Tales from the history of Canadian technology

Tuesday, March 20, 2007

A two-bit archive?

The CBC recently posted an article concerning the stability of digital archives, and in particular, difficulties that the New Brunswick provincial archives were having with digital storage formats and media:

"One of the problems is that [digital is] so susceptible, so vulnerable to damage," Noel said. "I've had audio tape come into the archives, for example, that had been submerged in water in floods and the tape was so swollen it went off the reel, and yet we were able to recover that. We were able to take that off and dry it out and play it back.

"If a CD had one-tenth of one per cent of the damage on one of those reels, it wouldn't play, period. The whole thing would be corrupted."


This is an oversimplification. Analog and digital storage have different characteristics which come into play. As the Slashdot crowd pointed out, the recovered tapes could not be perfect copies of the original, simply because of the nature of analog storage. Each new generation -- particularly one derived from a soaking, swollen tape -- will introduce new variations and noise. A digital copy will always be identical to the source, and error correcting codes can do quite a bit to guarantee bit-for-bit survival in the case of partial media failure.

However, the greater problem, not addressed in the CBC article, is what to do when the stored data becomes inaccessible because the data-reader has fallen into obsolescence. Certain word processors are famous for their inability to open documents created with earlier versions of the software. Magnify this over decades, even centuries, rather than years and consider if a essay written in 1995 saved on floppy disk will still be readable in 20 years, versus a book printed 500 years ago. What can be done with an unmarked punched card from the first half of the 20th century, other than begin a new life as a bookmark? A famous example of this sort of bit-rot is the 1986 Domesday laserdisc project, which was rendered useless when the technology became obsolete; there is a particular irony that original 1086 Domesday book is now online.

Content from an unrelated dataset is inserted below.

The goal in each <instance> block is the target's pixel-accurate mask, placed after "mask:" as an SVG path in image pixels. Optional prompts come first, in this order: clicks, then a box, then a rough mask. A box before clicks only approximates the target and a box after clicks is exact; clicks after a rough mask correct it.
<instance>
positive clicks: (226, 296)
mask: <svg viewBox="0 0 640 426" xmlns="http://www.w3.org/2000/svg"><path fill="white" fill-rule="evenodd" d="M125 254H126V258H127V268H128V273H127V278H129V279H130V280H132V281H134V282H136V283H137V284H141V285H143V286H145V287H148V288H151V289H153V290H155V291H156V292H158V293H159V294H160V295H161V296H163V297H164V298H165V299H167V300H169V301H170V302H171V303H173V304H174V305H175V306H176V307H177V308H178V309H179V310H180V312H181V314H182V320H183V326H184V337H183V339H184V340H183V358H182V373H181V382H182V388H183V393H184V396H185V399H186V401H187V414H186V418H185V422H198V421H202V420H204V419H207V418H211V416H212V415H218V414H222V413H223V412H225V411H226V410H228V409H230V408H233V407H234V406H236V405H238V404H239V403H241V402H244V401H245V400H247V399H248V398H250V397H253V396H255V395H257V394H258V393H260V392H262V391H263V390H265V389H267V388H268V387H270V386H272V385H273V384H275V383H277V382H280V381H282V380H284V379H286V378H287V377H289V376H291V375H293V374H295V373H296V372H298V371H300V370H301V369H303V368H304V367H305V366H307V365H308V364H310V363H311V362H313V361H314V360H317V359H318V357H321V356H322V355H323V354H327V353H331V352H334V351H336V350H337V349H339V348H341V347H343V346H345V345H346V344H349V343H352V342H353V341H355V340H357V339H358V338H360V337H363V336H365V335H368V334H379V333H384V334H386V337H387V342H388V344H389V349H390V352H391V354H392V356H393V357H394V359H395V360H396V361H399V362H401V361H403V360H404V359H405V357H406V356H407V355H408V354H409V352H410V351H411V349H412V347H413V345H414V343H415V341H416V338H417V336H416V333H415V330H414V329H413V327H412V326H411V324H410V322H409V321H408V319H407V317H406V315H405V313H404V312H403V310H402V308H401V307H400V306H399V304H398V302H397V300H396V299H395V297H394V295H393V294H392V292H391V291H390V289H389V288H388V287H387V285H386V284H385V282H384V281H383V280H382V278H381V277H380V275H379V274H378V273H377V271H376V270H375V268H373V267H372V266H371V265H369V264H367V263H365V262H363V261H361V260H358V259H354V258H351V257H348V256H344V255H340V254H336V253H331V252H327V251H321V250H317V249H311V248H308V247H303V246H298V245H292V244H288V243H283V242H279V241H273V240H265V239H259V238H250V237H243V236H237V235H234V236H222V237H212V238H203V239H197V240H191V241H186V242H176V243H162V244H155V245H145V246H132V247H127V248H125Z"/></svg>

On an individual level, it is not difficult to make a go of it every few years and update every important electronic document to a readable format. Some formats, like email, are relatively simple and unlikely to change. Others, like MP3, are well documented. But on a grand scale, say that of a province or a nation, digital archival work must be a sheer nightmare of logistics. I'm not an archivist or curator, but one solution I heard was to print every digital artifact to paper for permanent storage.